BELLVILLE, Texas – Years before he was one of the most popular bullfighters in rodeo, Dusty Tuckness was a key fixture at the Austin County Fair and Rodeo.
“Bellville was one of my very first PRCA rodeos I got to work,” said Tuckness, the reigning seven-time Bullfighter of the Year in the Professional Rodeo Cowboys Association. “It’s cool because of the fact that I was hired by Mo’ Betta Rodeo, which got their contracting card in 2006, about the same year I got my (PRCA membership) card.”
He returns for the 11th time in 12 years – he had to miss one year because of an injury. The Wyoming man brings a boatload of talent to the Austin County Fairgrounds for the rodeo, set for 7:30 p.m. Thursday, Oct. 12-Saturday, Oct. 14.
“Mo’ Betta gave me some of my first breaks, and the Bellville committee has always been so good to me,” he said. “It’s a good county fair and a good, solid rodeo committee. It’s in a good community, and it’s fun to come back and see where it all started.”
He is one of two men in the arena whose jobs are to keep everyone safe during bull riding. They utilize their exceptional athleticism to distract the bulls once each rider hits the ground – whether it’s before the qualifying 8-second ride or after. It’s oftentimes a thankless job, but it’s necessary.
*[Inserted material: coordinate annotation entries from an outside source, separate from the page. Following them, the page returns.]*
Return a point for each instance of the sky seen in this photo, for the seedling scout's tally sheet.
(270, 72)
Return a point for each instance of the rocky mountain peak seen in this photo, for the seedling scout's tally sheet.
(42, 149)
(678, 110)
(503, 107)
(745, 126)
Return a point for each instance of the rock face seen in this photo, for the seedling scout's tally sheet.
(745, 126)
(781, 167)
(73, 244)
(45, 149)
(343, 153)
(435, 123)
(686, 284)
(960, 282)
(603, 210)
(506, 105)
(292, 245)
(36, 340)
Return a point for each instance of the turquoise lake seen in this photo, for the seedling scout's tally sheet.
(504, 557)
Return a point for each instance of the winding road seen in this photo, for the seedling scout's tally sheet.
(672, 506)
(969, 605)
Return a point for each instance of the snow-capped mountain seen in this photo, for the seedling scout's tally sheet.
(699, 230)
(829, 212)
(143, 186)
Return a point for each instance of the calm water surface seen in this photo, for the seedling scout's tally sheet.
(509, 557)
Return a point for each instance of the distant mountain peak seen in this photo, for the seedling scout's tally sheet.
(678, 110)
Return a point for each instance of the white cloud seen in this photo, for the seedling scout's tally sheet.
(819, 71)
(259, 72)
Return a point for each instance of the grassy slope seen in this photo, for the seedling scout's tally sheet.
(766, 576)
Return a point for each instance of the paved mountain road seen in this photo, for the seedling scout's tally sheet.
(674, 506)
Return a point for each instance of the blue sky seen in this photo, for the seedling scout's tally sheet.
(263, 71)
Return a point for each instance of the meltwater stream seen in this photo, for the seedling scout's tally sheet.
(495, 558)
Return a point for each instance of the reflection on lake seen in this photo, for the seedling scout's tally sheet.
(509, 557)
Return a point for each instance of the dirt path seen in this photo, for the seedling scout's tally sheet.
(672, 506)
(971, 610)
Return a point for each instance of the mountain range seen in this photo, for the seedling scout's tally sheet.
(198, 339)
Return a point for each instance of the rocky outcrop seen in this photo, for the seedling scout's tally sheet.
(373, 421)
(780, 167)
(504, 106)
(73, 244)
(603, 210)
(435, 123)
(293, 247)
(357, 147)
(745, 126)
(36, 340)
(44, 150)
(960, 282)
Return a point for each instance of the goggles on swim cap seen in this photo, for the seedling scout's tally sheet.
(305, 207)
He’s been so good, Tuckness has been selected to fight bulls at the Wrangler National Finals Rodeo each of the past eight seasons. In Bellville, he will battle bovines alongside Oklahoman Chuck Swisher, who fought at the NFR with Tuckness in 2014.
“Chuck is a good guy to have on the other side,” Tuckness said of his partner. “He’s fun to be around, and he has good fundamentals. We get along good in the arena together.”
They need to. It’s vital that the two men can read the situation and react in collaboration in order to help keep everyone safe. Of course, having the opportunity to work a great event like the Austin County Fair and Rodeo is a bonus.
“Bellville is a really awesome rodeo,” Swisher said. “It’s a cool venue with a really good crowd. It’s nice to be in that area of Texas at that time of year.”
He also recognized that much of southeast Texas will need a full weekend of entertainment after the struggles that impacted the region after Hurricane Harvey blasted the area.
“Hopefully we don’t have to swim around any bulls,” he said with a laugh. “This will be my fifth year going there now, and I always look forward to being there. It’s cool to have a whole community come together and make such a great event. It’s a sandy arena, so it’ll hold all that Harvey rain.”
And like Tuckness, Swisher understands how important it is to have a solid partner in the arena.
“The sport we’re in isn’t the safest sport, so you want to be able to work with a professional that handless business on their side,” Swisher said. “Tuck is always on point, so that helps me step up my game.”
When the game is as dangerous as dancing with bulls, teamwork is the ultimate key. Tuckness and Swisher have it.